Androgen- and estrogen-binding macromolecules in developing mouse brain: biochemical and genetic evidence.

Abstract

Androgen [testosterone, dehydrotestosterone]- and estrogen [estrodiol-17.beta.]-binding macromolecules from the hypothalamus plus preoptic area of 3-4-wk-old mice were detected and partially characterized. These components bind the respective hormones with high affinity (saturating at 4-8 nM) and sediment with rates typical of presumed steroid receptors (4.0-4.5 S in 0.15 M NaCl, 5.0-7.5 S without salt). A 90-95% reduction in androgen binding found in the androgen-insensitivity mutant mouse, testicular feminization (Tfm), provides a genetic control for the specificity of binding.
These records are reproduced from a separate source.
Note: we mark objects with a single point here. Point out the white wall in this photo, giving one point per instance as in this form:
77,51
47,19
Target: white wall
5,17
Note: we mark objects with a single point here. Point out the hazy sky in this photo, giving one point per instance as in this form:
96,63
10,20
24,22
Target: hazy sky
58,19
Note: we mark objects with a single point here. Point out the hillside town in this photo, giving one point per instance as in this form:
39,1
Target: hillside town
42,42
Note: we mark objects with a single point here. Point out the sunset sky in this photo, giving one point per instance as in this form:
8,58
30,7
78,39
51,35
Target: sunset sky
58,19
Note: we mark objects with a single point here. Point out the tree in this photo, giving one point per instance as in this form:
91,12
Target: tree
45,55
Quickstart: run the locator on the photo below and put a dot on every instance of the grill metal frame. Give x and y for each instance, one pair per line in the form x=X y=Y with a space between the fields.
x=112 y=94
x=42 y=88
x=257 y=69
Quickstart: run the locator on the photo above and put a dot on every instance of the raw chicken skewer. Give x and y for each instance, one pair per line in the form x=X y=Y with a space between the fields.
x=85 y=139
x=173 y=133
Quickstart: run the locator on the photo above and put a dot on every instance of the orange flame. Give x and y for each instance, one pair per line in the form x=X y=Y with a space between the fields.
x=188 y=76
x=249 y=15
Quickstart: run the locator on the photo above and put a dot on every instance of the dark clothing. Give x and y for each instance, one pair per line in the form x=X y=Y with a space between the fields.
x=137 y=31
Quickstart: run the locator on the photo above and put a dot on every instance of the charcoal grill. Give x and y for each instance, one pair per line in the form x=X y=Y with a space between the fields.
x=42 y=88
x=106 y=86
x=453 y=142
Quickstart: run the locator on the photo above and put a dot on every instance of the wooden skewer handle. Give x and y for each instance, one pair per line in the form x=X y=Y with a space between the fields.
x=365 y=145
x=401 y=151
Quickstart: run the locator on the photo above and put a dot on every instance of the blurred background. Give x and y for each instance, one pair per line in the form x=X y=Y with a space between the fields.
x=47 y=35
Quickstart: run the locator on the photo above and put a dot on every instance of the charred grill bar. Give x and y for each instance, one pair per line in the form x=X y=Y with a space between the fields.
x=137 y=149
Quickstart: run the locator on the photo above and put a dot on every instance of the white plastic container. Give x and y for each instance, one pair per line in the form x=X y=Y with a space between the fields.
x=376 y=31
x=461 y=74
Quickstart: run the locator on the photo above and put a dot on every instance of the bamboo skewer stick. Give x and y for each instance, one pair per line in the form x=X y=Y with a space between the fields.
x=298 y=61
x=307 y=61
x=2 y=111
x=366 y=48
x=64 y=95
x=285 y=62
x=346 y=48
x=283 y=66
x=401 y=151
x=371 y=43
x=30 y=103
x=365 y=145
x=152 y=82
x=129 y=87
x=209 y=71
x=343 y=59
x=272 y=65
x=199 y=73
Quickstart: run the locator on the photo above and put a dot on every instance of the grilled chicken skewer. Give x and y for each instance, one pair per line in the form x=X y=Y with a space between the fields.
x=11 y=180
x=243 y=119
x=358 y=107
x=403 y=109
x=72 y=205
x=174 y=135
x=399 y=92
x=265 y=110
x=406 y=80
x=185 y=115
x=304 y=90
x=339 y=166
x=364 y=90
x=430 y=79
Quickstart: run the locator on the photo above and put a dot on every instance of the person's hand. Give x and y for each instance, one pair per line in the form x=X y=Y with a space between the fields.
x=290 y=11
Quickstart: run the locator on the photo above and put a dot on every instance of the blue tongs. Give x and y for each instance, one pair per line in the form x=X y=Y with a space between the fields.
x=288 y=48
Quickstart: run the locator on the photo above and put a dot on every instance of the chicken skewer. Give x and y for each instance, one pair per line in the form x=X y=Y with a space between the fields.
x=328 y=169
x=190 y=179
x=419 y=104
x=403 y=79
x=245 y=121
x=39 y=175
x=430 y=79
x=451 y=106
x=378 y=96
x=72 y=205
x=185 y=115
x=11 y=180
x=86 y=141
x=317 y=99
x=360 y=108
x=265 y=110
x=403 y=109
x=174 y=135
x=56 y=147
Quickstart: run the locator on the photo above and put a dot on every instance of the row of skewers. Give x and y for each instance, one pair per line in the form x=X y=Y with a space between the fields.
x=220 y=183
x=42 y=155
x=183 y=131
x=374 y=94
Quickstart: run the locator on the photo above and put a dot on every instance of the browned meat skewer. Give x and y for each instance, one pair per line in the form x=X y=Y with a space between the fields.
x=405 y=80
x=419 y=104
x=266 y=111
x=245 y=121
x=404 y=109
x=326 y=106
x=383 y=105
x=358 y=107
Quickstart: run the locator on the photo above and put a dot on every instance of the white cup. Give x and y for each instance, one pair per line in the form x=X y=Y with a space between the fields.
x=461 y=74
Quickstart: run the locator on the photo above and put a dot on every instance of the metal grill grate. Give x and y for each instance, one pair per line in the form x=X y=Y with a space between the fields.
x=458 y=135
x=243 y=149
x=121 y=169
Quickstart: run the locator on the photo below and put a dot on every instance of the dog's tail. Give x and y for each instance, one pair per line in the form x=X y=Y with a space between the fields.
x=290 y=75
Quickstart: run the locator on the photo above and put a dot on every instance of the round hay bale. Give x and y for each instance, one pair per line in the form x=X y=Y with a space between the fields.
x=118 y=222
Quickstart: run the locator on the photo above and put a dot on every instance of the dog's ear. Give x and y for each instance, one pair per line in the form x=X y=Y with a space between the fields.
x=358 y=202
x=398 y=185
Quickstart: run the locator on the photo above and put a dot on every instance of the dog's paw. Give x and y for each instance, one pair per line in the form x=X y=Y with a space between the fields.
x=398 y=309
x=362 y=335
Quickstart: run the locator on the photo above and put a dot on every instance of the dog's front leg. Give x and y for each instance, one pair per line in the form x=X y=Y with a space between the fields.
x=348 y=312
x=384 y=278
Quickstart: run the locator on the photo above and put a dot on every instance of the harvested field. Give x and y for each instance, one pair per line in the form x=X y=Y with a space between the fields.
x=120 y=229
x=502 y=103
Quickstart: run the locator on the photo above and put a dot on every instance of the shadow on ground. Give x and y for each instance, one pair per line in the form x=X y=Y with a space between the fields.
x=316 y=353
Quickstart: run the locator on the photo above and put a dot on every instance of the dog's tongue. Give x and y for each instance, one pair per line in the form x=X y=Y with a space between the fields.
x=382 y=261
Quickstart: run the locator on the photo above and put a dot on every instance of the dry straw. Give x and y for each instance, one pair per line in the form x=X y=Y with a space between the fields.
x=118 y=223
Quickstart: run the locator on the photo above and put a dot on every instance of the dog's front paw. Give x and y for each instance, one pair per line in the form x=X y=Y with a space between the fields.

This reduced androgen binding with Tfm/Y mutants and blocking experiments with non-radioactive estradiol [estra-1,3,5(10)-triene-3,17.beta.-diol] and testosterone (17.beta.-hydroxy-4-androsten-3-one) indicate the existence of at least 2 binding components: 1 with high affinity only for estradiol, the other with affinity for both androgens and estrogens. Based on these properties, a receptor mechanism that detects relative concentrations of androgens and estrogens is proposed.